- Promotional poster for the documentary
- Directed by: George Butler
- Written by: Douglas Brinkley (book)
- Produced by: George Butler Daniel Holton-Roth Mark N. Hopkins Sarah Scully
- Edited by: Tim Squyres
- Music by: Philip Glass
- Production company: White Mountain Films
- Distributed by: THINKFilm
- Release date: September 14, 2004;
- Running time: 87 minutes
- Country: United States
- Language: English

= Going Upriver =

Going Upriver: The Long War of John Kerry is a 2004 documentary film on U.S. Senator John Kerry's military service during the Vietnam War and his subsequent participation in the peace movement. There is significant emphasis on Kerry's famous speech before a Senate committee, historical footage from the Winter Soldier Investigations, and coverage of the Dewey Canyon III anti-war demonstrations in Washington, D.C. The majority of the film is composed of archival footage, with much of it in the original black-and-white format.

From the producer's website:This is a feature length documentary about character and moral leadership during a time of national crisis. Loosely based on the bestselling book Tour of Duty by Douglas Brinkley, Going Upriver examines the story of John Kerry and the key events that made him a national figure and the man he is today.

Going Upriver director George Butler (best known for his highly acclaimed films Pumping Iron, featuring Arnold Schwarzenegger and The Endurance: Shackleton's Legendary Antarctic Expedition) first realized Kerry’s importance to his generation and began documenting his journey in photographs in 1969, covering Kerry's leadership of the Vietnam Veterans Against the War (VVAW), his early political campaigns, as well as intimate moments of his personal life. The film weaves together Butler’s extraordinary photographs with archival film, interviews with Kerry’s closest associates, and more contemporary images of the Senator at home and abroad.Going Upriver is the culmination of a forty-year friendship between Kerry and George Butler. They first met in 1964 while Butler was a reporter and photographer, and published a book together (The New Soldier, about Vietnam veterans and the anti-war Movement) in 1971. Butler has documented Kerry's political career with thousands of photographs, and Kerry is godfather to one of Butler's sons. Butler builds a portrait of Kerry through conversations with the men who served with him, people who went to college with him, and relatives. He narrows the story to Vietnam, and uses vintage footage to show the duty to which Kerry asked to be transferred.
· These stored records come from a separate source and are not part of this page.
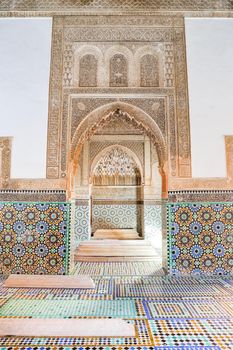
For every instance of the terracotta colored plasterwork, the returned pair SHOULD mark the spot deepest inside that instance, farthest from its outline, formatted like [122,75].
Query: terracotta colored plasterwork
[98,36]
[48,7]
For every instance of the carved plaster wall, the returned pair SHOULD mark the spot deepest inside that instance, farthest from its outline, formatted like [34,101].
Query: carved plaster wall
[77,40]
[5,161]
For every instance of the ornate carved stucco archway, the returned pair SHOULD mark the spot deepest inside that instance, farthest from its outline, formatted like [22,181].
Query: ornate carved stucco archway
[100,117]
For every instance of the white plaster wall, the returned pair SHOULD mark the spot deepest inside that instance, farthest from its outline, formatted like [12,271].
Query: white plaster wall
[210,72]
[25,46]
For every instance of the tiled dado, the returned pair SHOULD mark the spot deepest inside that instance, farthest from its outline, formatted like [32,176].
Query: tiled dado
[10,195]
[200,196]
[34,237]
[200,238]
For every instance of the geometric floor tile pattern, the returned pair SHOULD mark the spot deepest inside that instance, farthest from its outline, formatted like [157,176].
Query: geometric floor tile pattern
[169,312]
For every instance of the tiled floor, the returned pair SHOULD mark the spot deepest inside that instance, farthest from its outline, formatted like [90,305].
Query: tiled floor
[189,313]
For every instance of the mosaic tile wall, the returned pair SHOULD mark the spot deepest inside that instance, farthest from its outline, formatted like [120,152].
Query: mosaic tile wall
[200,238]
[34,237]
[113,216]
[81,226]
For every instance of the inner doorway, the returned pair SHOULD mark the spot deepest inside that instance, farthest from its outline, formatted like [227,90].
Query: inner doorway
[118,185]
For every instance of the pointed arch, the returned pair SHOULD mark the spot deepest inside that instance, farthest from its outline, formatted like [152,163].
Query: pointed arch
[139,119]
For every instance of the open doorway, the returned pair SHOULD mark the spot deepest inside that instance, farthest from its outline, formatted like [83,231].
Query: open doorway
[118,184]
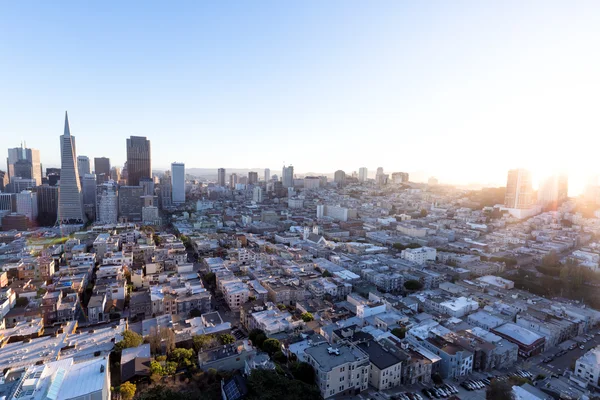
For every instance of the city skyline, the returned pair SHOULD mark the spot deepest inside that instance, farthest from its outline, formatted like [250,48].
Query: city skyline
[517,94]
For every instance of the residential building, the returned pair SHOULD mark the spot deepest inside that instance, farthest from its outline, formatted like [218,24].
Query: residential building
[339,370]
[178,182]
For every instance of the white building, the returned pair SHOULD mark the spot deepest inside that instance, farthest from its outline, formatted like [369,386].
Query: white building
[27,204]
[107,203]
[178,182]
[363,173]
[150,215]
[312,182]
[342,370]
[257,194]
[459,307]
[420,255]
[587,368]
[63,379]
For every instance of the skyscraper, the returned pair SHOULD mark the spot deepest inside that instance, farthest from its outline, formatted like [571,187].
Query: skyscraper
[27,161]
[88,190]
[107,204]
[178,182]
[47,204]
[221,177]
[252,178]
[102,169]
[70,205]
[519,189]
[339,177]
[83,166]
[363,173]
[287,176]
[139,161]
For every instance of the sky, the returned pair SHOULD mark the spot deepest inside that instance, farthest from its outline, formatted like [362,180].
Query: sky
[461,90]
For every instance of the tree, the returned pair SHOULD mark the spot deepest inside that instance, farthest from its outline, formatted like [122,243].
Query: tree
[499,390]
[226,338]
[304,372]
[127,390]
[22,302]
[269,385]
[258,337]
[194,313]
[271,346]
[413,285]
[162,338]
[183,357]
[399,332]
[307,317]
[130,339]
[210,279]
[203,342]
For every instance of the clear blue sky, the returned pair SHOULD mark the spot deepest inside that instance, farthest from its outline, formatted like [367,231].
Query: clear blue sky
[461,90]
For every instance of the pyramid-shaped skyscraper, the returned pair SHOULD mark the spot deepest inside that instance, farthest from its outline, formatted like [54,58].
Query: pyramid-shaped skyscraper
[70,204]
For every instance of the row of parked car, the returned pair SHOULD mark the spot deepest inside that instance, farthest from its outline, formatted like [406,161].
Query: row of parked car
[441,391]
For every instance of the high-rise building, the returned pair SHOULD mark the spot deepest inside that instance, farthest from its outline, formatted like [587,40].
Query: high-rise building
[221,177]
[519,191]
[18,184]
[400,177]
[7,202]
[83,166]
[107,203]
[339,177]
[148,185]
[130,203]
[139,160]
[47,204]
[102,169]
[115,174]
[252,178]
[3,180]
[257,194]
[70,205]
[287,176]
[27,204]
[363,173]
[28,161]
[53,176]
[166,191]
[178,182]
[88,189]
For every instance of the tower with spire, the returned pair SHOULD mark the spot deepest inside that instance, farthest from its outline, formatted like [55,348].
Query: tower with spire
[70,204]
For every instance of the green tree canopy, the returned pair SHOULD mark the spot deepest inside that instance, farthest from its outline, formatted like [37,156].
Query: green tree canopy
[269,385]
[127,390]
[130,339]
[183,357]
[271,346]
[257,337]
[307,317]
[226,338]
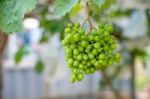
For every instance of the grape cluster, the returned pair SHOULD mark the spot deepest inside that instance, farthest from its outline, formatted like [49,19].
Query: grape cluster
[87,53]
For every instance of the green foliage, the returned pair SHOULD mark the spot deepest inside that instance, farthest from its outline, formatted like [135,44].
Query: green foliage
[54,26]
[20,54]
[103,4]
[64,6]
[39,67]
[98,6]
[75,10]
[12,14]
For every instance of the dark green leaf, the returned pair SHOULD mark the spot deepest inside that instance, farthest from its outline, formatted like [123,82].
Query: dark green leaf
[20,54]
[64,6]
[39,67]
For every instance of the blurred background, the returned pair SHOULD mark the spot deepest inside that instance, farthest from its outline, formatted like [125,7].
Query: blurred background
[32,64]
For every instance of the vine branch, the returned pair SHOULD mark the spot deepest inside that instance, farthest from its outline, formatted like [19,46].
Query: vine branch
[88,19]
[109,82]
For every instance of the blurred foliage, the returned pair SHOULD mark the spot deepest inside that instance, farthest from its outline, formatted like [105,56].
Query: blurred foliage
[22,51]
[39,66]
[52,26]
[64,6]
[12,14]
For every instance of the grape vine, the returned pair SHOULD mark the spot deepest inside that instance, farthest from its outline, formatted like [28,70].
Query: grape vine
[86,54]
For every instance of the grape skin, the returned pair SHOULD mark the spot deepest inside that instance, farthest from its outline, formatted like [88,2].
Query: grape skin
[86,54]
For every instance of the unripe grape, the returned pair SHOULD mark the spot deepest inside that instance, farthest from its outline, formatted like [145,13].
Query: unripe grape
[70,25]
[85,57]
[84,43]
[76,52]
[77,24]
[86,54]
[75,63]
[96,64]
[101,56]
[81,49]
[96,38]
[91,56]
[92,70]
[70,60]
[94,52]
[80,77]
[81,66]
[87,71]
[73,78]
[97,45]
[79,57]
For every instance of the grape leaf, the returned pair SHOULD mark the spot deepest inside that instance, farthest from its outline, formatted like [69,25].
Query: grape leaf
[103,4]
[64,6]
[39,67]
[12,14]
[75,10]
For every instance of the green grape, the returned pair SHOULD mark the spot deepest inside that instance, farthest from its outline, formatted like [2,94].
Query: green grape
[87,71]
[80,77]
[70,25]
[96,38]
[75,63]
[91,38]
[79,57]
[81,49]
[73,78]
[91,56]
[77,25]
[96,64]
[97,45]
[85,57]
[76,51]
[75,71]
[84,43]
[89,47]
[92,70]
[73,46]
[86,54]
[70,60]
[88,64]
[82,31]
[76,37]
[113,46]
[94,52]
[81,66]
[83,62]
[102,56]
[67,30]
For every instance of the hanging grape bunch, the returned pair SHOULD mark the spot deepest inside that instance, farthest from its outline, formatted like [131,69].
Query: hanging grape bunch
[88,53]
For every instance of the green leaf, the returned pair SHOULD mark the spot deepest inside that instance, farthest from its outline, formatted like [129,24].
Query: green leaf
[99,2]
[20,54]
[64,6]
[44,39]
[39,67]
[12,14]
[54,26]
[103,4]
[75,10]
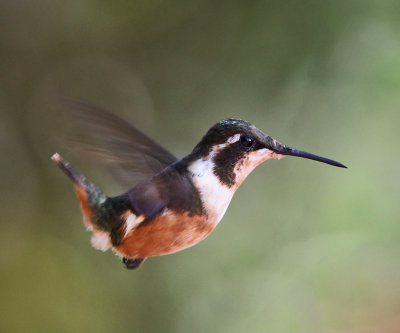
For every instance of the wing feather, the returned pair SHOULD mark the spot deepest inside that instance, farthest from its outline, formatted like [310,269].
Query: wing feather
[130,155]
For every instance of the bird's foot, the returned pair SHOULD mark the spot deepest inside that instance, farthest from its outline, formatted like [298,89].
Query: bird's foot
[133,263]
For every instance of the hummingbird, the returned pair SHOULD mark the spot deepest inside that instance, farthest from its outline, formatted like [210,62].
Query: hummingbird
[172,203]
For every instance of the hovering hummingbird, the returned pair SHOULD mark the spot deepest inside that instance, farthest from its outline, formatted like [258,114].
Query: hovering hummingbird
[175,203]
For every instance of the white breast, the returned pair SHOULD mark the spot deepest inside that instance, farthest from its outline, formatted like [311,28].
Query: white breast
[214,195]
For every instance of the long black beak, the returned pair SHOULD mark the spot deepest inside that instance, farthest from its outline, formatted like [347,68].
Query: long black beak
[294,152]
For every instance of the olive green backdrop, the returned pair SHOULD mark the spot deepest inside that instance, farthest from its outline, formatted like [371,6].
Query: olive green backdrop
[304,247]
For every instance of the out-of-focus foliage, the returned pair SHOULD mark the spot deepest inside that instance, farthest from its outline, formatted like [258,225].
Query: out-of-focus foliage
[304,247]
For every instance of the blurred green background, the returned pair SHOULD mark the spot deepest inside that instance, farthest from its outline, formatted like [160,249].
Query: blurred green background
[304,247]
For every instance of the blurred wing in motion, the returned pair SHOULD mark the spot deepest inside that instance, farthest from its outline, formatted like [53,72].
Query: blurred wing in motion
[130,154]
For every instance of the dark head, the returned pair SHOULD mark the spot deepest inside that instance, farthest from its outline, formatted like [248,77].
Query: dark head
[235,147]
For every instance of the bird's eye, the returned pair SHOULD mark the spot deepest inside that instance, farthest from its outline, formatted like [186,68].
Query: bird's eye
[246,141]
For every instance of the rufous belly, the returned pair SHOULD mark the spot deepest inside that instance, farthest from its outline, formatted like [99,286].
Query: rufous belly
[165,234]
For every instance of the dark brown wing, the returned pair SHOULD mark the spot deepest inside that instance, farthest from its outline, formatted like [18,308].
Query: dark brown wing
[130,154]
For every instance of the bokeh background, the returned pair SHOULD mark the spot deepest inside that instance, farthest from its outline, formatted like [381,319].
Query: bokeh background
[304,247]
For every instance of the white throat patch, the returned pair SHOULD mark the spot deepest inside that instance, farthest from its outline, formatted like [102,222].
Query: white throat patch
[215,195]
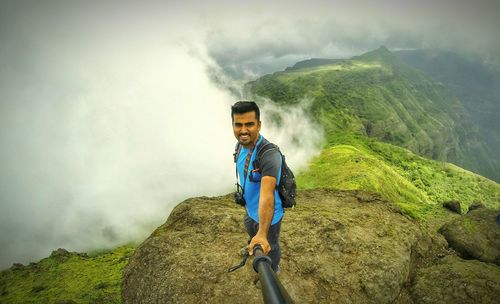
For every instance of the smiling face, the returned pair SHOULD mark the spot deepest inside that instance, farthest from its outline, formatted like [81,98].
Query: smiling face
[246,128]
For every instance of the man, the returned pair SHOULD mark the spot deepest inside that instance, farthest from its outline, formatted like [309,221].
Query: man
[263,205]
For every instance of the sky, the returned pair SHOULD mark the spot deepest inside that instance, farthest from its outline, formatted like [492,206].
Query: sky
[110,114]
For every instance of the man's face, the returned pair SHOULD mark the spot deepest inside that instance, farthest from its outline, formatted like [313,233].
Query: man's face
[246,128]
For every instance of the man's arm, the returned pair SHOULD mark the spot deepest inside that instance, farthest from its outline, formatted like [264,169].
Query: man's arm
[266,213]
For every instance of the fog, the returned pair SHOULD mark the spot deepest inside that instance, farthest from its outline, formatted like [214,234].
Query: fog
[110,114]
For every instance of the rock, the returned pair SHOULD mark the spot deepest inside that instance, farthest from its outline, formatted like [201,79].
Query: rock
[475,205]
[475,235]
[453,206]
[335,250]
[457,281]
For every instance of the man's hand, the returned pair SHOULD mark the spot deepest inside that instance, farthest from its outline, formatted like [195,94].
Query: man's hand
[262,241]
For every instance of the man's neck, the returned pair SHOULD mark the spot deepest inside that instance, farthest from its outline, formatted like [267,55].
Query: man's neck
[252,145]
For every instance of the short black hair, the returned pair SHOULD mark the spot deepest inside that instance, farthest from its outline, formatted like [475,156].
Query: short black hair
[242,107]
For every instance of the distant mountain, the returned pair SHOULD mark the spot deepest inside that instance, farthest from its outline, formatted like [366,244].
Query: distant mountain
[474,83]
[379,96]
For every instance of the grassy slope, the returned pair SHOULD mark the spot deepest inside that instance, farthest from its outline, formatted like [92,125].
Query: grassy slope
[94,279]
[350,160]
[378,96]
[417,185]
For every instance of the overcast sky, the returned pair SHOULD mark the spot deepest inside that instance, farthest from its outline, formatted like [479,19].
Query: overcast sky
[109,117]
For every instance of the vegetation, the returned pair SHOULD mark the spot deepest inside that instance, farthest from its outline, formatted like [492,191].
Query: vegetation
[378,114]
[419,186]
[378,96]
[67,278]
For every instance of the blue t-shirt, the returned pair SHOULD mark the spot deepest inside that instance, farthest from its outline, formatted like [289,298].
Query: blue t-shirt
[270,166]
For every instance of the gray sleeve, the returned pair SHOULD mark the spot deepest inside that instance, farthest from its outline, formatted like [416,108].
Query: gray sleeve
[271,163]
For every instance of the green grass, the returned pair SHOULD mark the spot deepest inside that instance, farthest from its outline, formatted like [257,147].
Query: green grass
[94,279]
[417,185]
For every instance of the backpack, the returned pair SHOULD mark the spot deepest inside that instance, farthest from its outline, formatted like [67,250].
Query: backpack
[287,188]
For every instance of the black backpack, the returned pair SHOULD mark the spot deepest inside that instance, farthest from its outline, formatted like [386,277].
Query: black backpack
[287,188]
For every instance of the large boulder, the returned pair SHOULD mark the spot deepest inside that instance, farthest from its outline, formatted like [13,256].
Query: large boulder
[338,247]
[457,281]
[475,235]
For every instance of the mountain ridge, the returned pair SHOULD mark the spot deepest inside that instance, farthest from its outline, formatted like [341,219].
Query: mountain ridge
[377,95]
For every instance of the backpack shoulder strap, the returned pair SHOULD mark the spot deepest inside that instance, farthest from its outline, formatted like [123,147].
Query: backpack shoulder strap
[237,150]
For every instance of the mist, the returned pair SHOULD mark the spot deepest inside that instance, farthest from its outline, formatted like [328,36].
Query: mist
[111,113]
[105,130]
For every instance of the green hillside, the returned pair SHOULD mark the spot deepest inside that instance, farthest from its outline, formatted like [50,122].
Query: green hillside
[417,185]
[66,277]
[382,120]
[475,83]
[378,96]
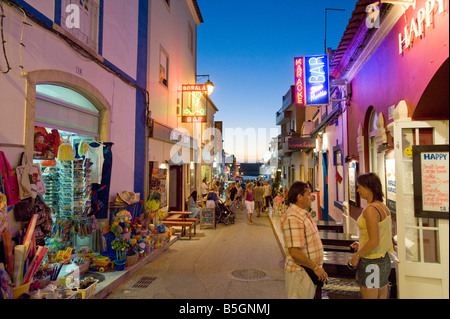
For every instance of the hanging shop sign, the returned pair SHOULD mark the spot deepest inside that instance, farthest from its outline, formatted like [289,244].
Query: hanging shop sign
[299,81]
[193,104]
[195,88]
[312,80]
[301,143]
[416,27]
[431,180]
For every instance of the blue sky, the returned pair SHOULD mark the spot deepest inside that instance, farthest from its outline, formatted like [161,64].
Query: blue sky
[248,48]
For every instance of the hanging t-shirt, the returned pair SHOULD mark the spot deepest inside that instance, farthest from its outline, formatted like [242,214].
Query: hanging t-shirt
[95,153]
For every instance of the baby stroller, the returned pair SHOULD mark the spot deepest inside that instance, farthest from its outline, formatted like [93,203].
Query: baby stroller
[223,213]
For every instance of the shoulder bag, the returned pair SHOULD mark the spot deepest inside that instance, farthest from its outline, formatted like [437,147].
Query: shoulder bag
[9,181]
[30,179]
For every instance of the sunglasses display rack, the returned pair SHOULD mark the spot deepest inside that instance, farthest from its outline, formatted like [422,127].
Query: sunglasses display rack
[50,176]
[71,200]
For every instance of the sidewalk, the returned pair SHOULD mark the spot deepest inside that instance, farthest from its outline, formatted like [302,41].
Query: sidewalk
[114,279]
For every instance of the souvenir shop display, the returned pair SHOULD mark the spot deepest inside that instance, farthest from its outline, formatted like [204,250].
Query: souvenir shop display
[8,181]
[59,199]
[29,177]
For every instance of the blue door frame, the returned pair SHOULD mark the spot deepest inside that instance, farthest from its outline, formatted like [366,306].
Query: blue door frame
[325,186]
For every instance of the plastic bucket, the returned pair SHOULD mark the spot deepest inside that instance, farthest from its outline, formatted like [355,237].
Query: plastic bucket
[120,264]
[20,290]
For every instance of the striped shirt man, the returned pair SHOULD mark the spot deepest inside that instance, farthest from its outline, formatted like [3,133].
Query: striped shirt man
[300,231]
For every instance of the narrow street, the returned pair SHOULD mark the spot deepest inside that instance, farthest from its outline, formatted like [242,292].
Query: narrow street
[237,261]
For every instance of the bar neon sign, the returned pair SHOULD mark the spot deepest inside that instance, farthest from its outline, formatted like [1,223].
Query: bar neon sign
[300,81]
[312,80]
[195,88]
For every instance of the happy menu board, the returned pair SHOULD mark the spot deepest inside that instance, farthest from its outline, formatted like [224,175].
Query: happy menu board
[207,218]
[431,181]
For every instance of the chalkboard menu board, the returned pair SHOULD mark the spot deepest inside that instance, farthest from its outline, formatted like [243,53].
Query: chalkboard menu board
[431,181]
[207,218]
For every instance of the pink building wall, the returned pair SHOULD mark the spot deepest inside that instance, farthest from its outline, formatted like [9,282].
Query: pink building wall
[389,77]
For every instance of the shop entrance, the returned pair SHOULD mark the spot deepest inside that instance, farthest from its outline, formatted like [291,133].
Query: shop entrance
[176,188]
[325,185]
[423,243]
[66,136]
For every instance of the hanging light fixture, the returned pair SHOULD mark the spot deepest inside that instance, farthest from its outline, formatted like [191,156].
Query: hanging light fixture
[210,87]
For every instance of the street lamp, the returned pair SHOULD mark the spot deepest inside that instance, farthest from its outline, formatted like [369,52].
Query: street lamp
[209,86]
[326,11]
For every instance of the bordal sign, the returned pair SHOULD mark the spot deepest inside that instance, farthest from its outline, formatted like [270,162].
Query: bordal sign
[312,80]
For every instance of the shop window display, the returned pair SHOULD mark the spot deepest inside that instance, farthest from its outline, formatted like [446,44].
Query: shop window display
[66,170]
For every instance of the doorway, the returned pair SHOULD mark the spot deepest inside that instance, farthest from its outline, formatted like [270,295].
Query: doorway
[175,188]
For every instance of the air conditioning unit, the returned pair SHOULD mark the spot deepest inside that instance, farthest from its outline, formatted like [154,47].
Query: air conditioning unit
[315,206]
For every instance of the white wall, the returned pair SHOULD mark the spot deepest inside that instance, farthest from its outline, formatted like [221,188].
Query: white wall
[120,34]
[169,30]
[45,51]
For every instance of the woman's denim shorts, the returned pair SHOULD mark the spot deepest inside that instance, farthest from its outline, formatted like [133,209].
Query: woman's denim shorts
[373,273]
The recollections from his shipmates, and shots of battle and battle damage on his and other swift boats, underscores the nature of the duty and Kerry's performance of it.

The video of his TV appearances and congressional testimony when he got back provides the context to Kerry's change of heart on the war and his determination to see to it that his comrades stopped dying over there. Considerable attention is paid to the lesser known activities and details behind some of that era's most tumultuous events, such as the occupying of the Washington Mall despite court injunctions and the two marches to the Arlington National Cemetery. Descriptive narrative often gives way to the more powerful messages conveyed by the expressions and actions of participants caught on film at these events. Some of the footage shot in Vietnam could be considered mildly graphic.

Going Upriver was first pre-released at the Toronto International Film Festival under the "Real to Reel" documentary category on September 9 through September 18, 2004.

==Cast==
Credited Cast - Partial Listing:
Douglas Brinkley........ Himself - Official Kerry Biographer
Max Cleland.............. Himself - Former Democratic Senator (Georgia)
Bestor Cram.............. Himself - VVAW Anti-War Activist, Vietnam Veteran (as Bester Cram)
Richard Holbrooke...... Himself - Former US Ambassador to the UN
John Kerry................. Himself (archive footage)
Joe Klein................... Himself - Writer
Lenny Rotman............ Himself - VVAW Anti-War Activist, Vietnam Veteran
Wade Sanders........... Himself - Fellow Swift Boat Skipper, Vietnam Veteran
Neil Sheehan............. Himself - Author, Historian
David Thorne.............. Himself - Childhood Friend, Yale Classmate, Vietnam Veteran
Thomas Oliphant........ Himself - Boston Globe reporter who covered the veterans' protest

==Reception==
On review aggregator website Rotten Tomatoes, the film holds an approval rating of 89% based on 85 reviews, and an average rating of 7.23/10. The website's critical consensus states that the film contains "Interesting and revealing footage of both Kerry and the Vietnam era in general." On Metacritic, the film has a weighted average score of 70 out of 100, based on 31 critics, indicating "generally favorable" reviews.